Na ponta do lápis, o SUS custa menos de R$ 1,2 por habitante/ dia, uma caixa de fósforos para cada cidadão. Em troca, o sistema faz cerca 2,2 bilhões de procedimentos por ano, incluindo 12 milhões de internações, além de praticamente bancar todos os transplantes. Sem novos recursos, o modelo SUS de atendimento universal e integral pode ir à lona. E com isso, irão se agravar as condições de atendimento de quase 140 milhões de brasileiros que dependem unicamente do sistema público. Essa perspectiva cinzenta foi o tema principal do seminário "Caminhos para o Financiamento e Acesso à Saúde", promovido na segunda-feira pelo Valor em parceria com a Associação da Indústria Farmacêutica de Pesquisa (Interfarma).

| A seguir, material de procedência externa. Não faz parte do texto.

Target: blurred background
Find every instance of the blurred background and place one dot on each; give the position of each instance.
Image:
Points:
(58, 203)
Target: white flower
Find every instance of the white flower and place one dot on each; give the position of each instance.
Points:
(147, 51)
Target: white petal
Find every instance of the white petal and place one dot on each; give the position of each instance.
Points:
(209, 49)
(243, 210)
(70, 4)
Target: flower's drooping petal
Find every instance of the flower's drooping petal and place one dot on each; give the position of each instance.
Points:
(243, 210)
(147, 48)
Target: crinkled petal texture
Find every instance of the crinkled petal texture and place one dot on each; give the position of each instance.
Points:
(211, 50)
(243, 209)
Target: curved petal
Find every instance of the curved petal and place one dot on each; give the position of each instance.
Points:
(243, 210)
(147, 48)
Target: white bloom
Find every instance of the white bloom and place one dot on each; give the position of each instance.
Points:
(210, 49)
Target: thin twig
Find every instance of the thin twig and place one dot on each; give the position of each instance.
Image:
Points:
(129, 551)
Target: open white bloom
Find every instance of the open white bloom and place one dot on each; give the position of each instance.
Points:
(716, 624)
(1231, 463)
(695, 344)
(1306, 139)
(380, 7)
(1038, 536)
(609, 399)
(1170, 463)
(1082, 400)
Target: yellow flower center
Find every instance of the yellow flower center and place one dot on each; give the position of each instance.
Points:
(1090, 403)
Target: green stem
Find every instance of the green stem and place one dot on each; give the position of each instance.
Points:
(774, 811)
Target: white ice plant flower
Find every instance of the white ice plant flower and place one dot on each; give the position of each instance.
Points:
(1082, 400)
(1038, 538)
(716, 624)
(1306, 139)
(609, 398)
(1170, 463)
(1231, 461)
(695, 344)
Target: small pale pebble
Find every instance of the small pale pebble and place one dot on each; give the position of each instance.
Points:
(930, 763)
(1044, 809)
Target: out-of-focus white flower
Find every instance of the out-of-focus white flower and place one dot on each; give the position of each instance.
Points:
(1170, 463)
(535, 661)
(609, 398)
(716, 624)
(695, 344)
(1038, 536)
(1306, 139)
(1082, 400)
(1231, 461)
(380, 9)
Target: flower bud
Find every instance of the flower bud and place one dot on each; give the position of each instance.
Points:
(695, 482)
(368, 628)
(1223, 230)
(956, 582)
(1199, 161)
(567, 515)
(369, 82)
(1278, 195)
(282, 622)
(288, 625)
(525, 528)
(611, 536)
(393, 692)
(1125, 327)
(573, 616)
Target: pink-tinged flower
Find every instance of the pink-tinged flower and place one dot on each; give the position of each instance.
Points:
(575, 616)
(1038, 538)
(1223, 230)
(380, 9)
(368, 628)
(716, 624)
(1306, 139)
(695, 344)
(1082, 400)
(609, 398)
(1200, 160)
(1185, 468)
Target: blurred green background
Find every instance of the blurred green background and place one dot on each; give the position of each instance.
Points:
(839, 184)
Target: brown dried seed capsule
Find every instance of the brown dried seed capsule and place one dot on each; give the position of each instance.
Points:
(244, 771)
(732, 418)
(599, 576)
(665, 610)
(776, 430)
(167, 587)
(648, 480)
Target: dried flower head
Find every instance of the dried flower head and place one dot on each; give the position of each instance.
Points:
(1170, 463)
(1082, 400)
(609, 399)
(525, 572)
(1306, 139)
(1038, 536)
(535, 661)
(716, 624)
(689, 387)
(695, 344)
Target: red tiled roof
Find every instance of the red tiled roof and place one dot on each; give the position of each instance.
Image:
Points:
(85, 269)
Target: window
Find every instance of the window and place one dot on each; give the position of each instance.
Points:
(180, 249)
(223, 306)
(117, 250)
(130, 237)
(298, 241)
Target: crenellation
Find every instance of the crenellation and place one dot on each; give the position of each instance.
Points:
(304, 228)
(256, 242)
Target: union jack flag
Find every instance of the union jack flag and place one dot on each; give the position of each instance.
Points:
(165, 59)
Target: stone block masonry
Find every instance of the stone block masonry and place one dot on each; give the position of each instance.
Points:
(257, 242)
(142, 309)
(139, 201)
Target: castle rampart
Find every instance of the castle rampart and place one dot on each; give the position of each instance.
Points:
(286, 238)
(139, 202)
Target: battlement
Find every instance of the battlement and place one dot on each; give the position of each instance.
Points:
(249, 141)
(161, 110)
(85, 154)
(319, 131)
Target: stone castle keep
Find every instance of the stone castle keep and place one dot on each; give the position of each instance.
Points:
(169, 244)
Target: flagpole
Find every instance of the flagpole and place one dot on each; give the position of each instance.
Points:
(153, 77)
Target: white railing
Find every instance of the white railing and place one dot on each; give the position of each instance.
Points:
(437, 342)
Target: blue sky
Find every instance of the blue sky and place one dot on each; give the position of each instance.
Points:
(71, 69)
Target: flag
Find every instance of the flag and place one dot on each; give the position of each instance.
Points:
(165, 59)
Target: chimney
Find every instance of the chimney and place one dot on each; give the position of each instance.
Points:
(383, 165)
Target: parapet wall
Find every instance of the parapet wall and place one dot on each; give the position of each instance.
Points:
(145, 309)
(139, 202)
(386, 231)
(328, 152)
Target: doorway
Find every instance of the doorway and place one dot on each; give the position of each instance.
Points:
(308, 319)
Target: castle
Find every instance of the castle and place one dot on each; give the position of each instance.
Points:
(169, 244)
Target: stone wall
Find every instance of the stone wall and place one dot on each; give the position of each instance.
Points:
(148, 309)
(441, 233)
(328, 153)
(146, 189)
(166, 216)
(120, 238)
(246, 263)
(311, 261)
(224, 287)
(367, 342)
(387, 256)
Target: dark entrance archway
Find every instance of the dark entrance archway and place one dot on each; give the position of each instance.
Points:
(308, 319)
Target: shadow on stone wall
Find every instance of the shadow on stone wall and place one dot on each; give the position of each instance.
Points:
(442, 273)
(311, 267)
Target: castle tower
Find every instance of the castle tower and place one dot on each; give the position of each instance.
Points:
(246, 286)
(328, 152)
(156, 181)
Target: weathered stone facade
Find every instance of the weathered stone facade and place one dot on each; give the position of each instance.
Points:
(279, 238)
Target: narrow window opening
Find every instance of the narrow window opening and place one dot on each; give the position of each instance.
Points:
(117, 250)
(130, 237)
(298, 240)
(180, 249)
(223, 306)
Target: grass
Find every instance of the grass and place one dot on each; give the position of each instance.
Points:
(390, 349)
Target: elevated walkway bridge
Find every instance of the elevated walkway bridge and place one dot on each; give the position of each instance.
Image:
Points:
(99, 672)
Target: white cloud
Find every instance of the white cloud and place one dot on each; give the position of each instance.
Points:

"Enquanto o Brasil oferece atendimento a todos, na Índia apenas 20% da população têm acesso à saúde pública, e na China a saúde pública só é oferecida aos moradores urbanos", diz Reinaldo Guimarães, secretário de ciência, tecnologia e insumos estratégicos do Ministério da Saúde. No sistema britânico, que como o Brasil oferece acesso universal, o gasto per capita é 13 vezes maior que o do SUS, lembra o secretário. "A Inglaterra arca com 80% do gasto total em saúde contra 30% a 50% aqui no Brasil."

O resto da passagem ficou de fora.